Curieux calendrier autour de Fred Cavayé, petit artisan récemment apparu du thriller français courant après l’efficacité hollywoodienne. Alors que son nouveau film vient à peine de sortir – tout juste deux ans après le précédent Pour elle – voici qu’on nous amène le remake américain de ce dernier. D’une imitation de genre plutôt typé jusqu’à son décalque dans le milieu d’origine : l’aller-retour transatlantique offre une étrange occasion de comparer deux artisanats de cinéma où le plaisir du travail personnel passe définitivement après la satisfaction du travail bien fait, deux « qualités » aussi formatées que peu enthousiasmantes. Pour elle souffrait, comme beaucoup de ses congénères, de ses efforts trop visibles – quoique, soyons honnête, plus humbles et moins ridicules que dans, au hasard, Ne le dis à personne – pour faire du cinéma américain rhabillé à la française. Sa réincarnation hollywoodienne, plus dans son élément, ne souffre évidemment guère de ce genre de complexe, et arrive à raconter avec moins de gêne cette histoire d’un homme ordinaire basculant dans l’illégalité pour faire évader sa femme de prison. Pour autant, l’existence même des Trois Prochains Jours n’en laisse pas moins perplexe.
Photocopie d’imitation
Le film de Paul Haggis est en effet la copie fidèle de celui de Cavayé, à la séquence près, sans la moindre valeur ajoutée autre que l’assurance du faiseur hollywoodien familier du genre. De l’ancien créateur de séries télé Haggis, on connaît les grosses paluches de scénariste et de réalisateur de cinéma pour traiter de l’histoire (Dans la vallée d’Elah, le diptyque d’Eastwood sur la bataille d’Iwo Jima), du social (Collision) ou simplement de l’irruption des émotions (les derniers James Bond). Ici, il dose sa lourdeur habituelle en collant au scénario original dont il reprend à son compte le moindre élément, le moindre ressort psychologique (très basique : l’angélisme trompeur et contrarié du mari, la lucidité douloureuse de la femme, l’attachement aux valeurs familiales au bout du chemin), la moindre oscillation d’emphase et de suspense (oui, il y a toujours une scène, à peine plus maligne que la version française, pour nous rassurer sur l’innocence de l’épouse), se gardant consciencieusement de chercher à dépasser un tant soit peu ce matériau des plus conventionnels. Hormis un effort pour rendre certains passages un peu plus lisibles et moins brouillons que chez Cavayé (telle la rencontre, ici dilatée, du mari avec une autre femme qui ne lui est pas insensible), rien ne vient apporter quelque nuance que ce soit au programme d’origine, ni la mise en scène typique du professionnel secoué des tics en vigueur dans le thriller passe-partout, ni le morne jeu d’acteurs (Crowe fait du Crowe comme Lindon faisait du Lindon, Elizabeth Banks sortie de son registre comique habituel peine autant que Diane Kruger dans le rôle de l’épouse détenue).

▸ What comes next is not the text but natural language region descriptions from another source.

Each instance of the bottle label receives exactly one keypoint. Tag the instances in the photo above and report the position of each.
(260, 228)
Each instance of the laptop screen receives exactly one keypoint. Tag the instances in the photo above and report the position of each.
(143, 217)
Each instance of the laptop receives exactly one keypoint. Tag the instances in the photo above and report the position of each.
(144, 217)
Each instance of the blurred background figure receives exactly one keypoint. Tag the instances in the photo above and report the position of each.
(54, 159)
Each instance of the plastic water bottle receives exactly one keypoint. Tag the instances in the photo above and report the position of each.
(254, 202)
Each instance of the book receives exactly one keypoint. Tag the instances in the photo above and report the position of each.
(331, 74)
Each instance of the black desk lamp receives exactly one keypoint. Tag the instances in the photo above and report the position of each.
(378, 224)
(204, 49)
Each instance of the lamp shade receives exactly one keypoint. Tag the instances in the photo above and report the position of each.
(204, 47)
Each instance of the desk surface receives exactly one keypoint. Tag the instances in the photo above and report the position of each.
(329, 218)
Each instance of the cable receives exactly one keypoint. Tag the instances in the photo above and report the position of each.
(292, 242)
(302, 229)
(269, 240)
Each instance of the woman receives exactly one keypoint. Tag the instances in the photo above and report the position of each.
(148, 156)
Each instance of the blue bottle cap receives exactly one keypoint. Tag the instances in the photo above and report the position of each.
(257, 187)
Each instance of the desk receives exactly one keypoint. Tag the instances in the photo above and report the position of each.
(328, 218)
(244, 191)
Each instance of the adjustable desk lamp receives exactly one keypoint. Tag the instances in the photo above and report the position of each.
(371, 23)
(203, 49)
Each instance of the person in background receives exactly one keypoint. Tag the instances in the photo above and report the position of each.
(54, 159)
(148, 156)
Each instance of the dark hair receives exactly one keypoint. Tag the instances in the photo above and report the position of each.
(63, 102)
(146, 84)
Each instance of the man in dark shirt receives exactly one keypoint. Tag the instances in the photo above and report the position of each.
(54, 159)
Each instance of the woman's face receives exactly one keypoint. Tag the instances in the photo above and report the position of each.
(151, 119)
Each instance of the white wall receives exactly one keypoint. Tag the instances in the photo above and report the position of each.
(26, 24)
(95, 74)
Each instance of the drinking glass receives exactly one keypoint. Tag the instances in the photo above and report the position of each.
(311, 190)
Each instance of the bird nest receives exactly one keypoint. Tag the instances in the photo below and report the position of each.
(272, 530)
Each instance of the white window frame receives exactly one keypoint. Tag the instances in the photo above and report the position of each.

De ce film, ce n’est pas tant le statut de photocopie – high-quality – d’imitation qui gêne, que l’absence de réelle ambition qui le motive – perceptible même par ceux qui n’auront pas vu l’original. Si Pour elle était mû avant tout par un attrait – certes pas très productif – pour l’éclat d’un genre essentiellement étranger, qu’est-ce donc qui a justifié la production des Trois Prochains Jours, qui ne fait que ramener à la case départ le matériau traité, en langue anglaise avec des acteurs bankable sur le marché US ? Le Français était le produit d’un vague désir, l’Américain ne se résume qu’à un produit tout court, issu d’un calcul minimal pour continuer d’alimenter à moindre coût la machine à divertir. On ne sait laquelle des deux formes de médiocrité est la plus triste.